The equine ear is multifunctional and its structure reflects this. The ear is constructed of three chambers. The three sections of the equine ear are the external, middle and inner ear. The external ear is made up of the pinna (ear flap) and annular cartilage which forms the funnel shape. The funnel shape concentrates incoming sound waves onto the eardrum inside the ear. The middle ear is the air-filled chamber behind the ear drum and contains the malleus, incus and stapes bones which amplify the vibration on the eardrum towards the inner ear. The pressure within the middle ear must be the same as the outside pressure so that the sound waves can be accurately transferred; this pressure is maintained by the Eustachian tube which attaches the middle ear to the back of the pharynx. Within the inner ear is the cochlea where auditory sensitive cells are located along with the vestibular apparatus which plays a role in balance. The auditory-sensitive cells convert the sound waves into electrical impulses which are then transmitted to the brain for interpretation.
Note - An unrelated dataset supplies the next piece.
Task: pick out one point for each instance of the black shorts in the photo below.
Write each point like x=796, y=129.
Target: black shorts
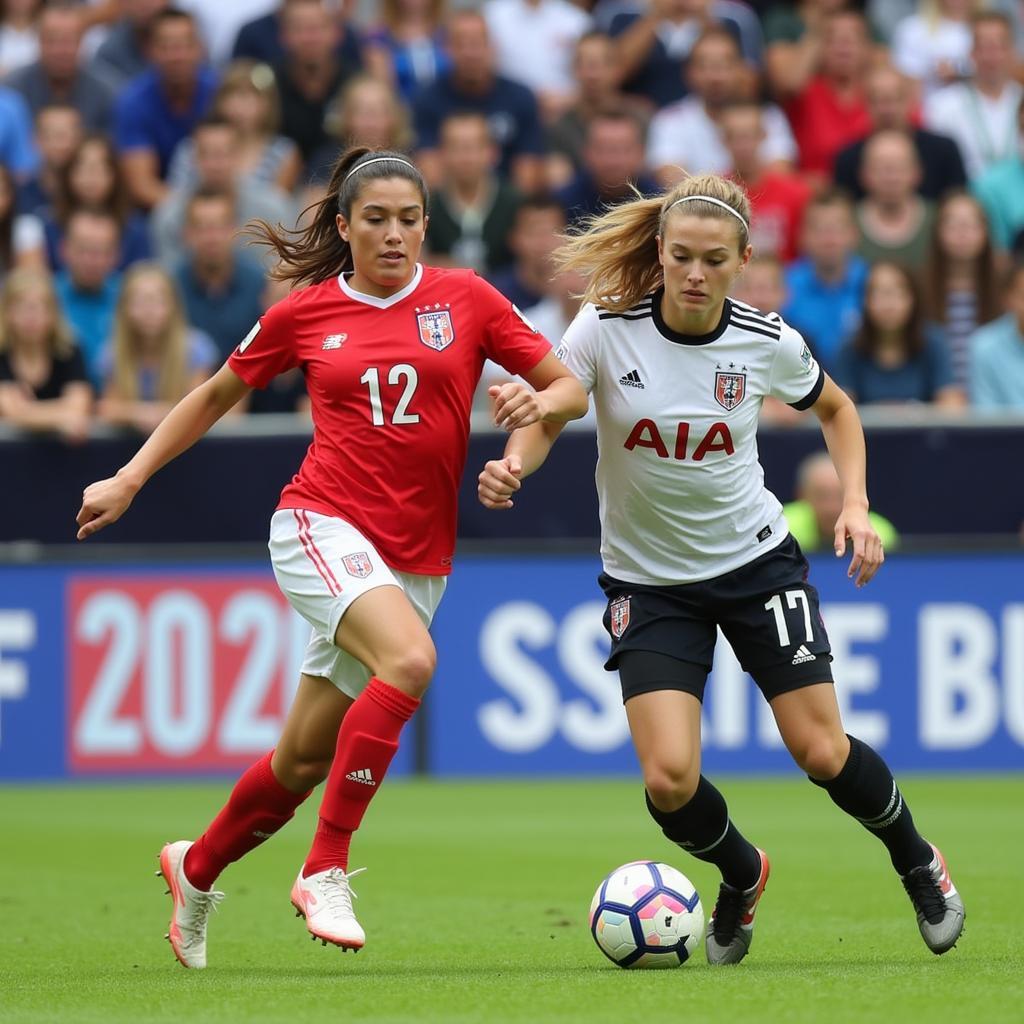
x=766, y=609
The horse interprets sound waves according to their amplitude and frequency, but not all sound is interpreted as noise by the horse, some low frequency noises are picked up as vibrations through the muzzle and hooves as these two structures contain fast-adapting mechanoreceptors. However, existing research is inconclusive into what the horse actually hears. It is difficult to create accurate methodologies to assess the behaviour of the horse in such a way that correctly describes underlying perceptions and sensations. Measuring the effects of amplitude and sound waves on the equine ear is, therefore, a limited field.
The horse uses its sense of touch in the wild to form bonds with its fellow herd mates and relax. The horse’s sense of touch is highly acute, and they are able to feel far more than humans. So if you are having to kick your horse, he can feel you, he is just ignoring you!
There are a number of different receptor cells in the horse’s skin which are used to create the sense of touch. Temperature is detected by cells known as thermoreceptors, pain by cells called nociceptors, and pressure by cells known as mechanoreceptors. When horses groom each other, they are using their mutual sense of touch to calm and relax each other, and create bonds between individual horses. Research has shown that horses have a lower heart rate and a higher occurrence of positive behaviours when they are carrying out mutual grooming. A very important part of the horse’s anatomy with regards to its sense of touch, is the long hairs around the eyes and muzzle. These are known as Vibrissae and are a key component of how the horse understands its environment. They have a rich nerve supply and the horse uses them to judge distances between objects, and they are involved in the location of vibration and sound.
Therefore, we can clearly see that the horse’s senses are far more complex than meets the eye. The way we act when around our horses will strongly influence how they perceive us, so always consider this when getting ready to see your horse today!